When I stepped off the elevator, for a minute, the halls smelled just like crayons - that waxy wonder of a smell just permeated everything.

I can remember being five and wanting desperately to use the skinny crayons. I felt coddled with the big crayons, and was desperate for those thin crayons, delicate in the clenched fist of a child. And the colors!

The big crayons came in eight varieties and that was it. Black Brown Blue Red Green Yellow Purple Orange. I wanted more. I thought yellow ochre was the ugliest color in the world, and I still wanted to use it.

Silver! There were silver crayons. And periwinkle! And Burnt Sienna! And Violet! And Flesh that didn't look like anyone's actual flesh color.
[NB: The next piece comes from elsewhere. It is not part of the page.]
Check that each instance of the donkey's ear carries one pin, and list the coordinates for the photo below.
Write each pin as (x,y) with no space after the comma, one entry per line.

I liked the crumbliness of the color, the way it smeared just a little, skipped channels, and wavered. I liked the way a quickly-drawn line looked next to a slow considering line. I wore out the black crayons early, and would snear at the pink - which in those days was NOT "tickle me pink" but just pink, or salmon.

At Easter, I'd draw on eggs - names, motifs, pictures - with crayons and then dip them in dyes, or boiled onion skins, or boiled grass.
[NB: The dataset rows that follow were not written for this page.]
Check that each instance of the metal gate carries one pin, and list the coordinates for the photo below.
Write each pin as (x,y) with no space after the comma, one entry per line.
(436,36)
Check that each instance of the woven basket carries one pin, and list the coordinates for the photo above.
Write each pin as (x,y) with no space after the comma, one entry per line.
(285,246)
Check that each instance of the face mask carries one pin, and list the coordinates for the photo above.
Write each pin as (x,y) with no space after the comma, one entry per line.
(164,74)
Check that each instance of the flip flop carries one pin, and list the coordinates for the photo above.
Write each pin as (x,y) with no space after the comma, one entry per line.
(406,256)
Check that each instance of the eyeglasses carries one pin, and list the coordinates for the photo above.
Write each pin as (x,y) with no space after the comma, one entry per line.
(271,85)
I can remember drawing an elaborate picture of Nancy Drew with crayons, and lots of cats. I drew trees and houses and hills, and I drew people. Even after my father got me pastels and really good colored pencils and paints, I would keep going back to the crayons.

Everything about the crayons were alluring - the bright waxy colors, the occasionally offbeat names (I asked my mother once what Sienna was, and she told me a town in Italy and a town in New York. It made no sense to me why these towns would be that color.), the waxy smell that drifts up, the way they melt into a stiff puddle of muddy color when left in the sun.

In a weird twist of life, shortly after my lifepath got shifted from the technical side of the internet to the so-called creative/producer/director side of the fold, I was gifted with a really nice 64 color box by my boss, and series of utterly charming and remarkably well done pictures by his daughters. It was a sign that I was on the right path.